Suppose $S=\{1,2,3,4,5,6,7,8\}$, and you are choosing $5$ of those, but $A=\{2,3\}$ and $B=\{4,5,6\}$ are mutually exclusive subsets (you can only have at most $1$ from each.)
In this example it so happens to be barely possible to satisfy the requirements. You must take exactly one of $\{2,3\}$ and one of ${4,5,6}$ and all of $C = \{1,7,8\}$ so there are $2\cdot 3 = 6$ ways.
If instead we needed to choose three items, then we have a branching tree of possibilities, depending on whether a mutually exclusive set is sampled from or not. We might take from neither $A$ nor $B$, from $A$, from $B$, or from both. All four cases must be examined.
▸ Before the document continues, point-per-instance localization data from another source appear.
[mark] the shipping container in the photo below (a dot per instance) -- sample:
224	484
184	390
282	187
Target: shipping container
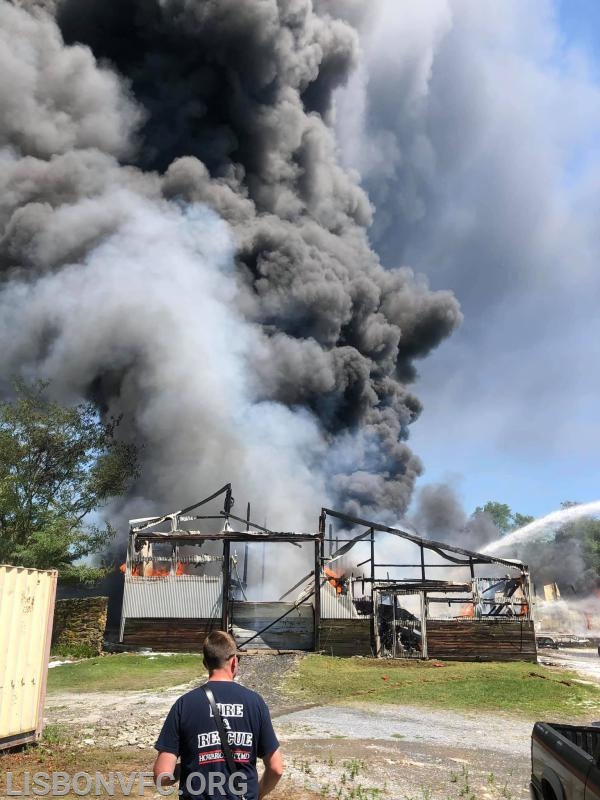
26	612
In the first case, there is only one choice: $\{1,7,8\}$
In the second, we choose $1$ from $A$, and two from $C$, for $6$ more ways.
In the third, we choose $1$ from $B$ and two from $C$, for $9$ ways.
In the fourth case, we choose $1$ from $A$ and one from $B$ and one from $C$, for $2\cdot 3 \cdot 3 = 18$ ways.
Altogether, that is $34$ ways.
There does not seem to be any easy formula for expressing this in general.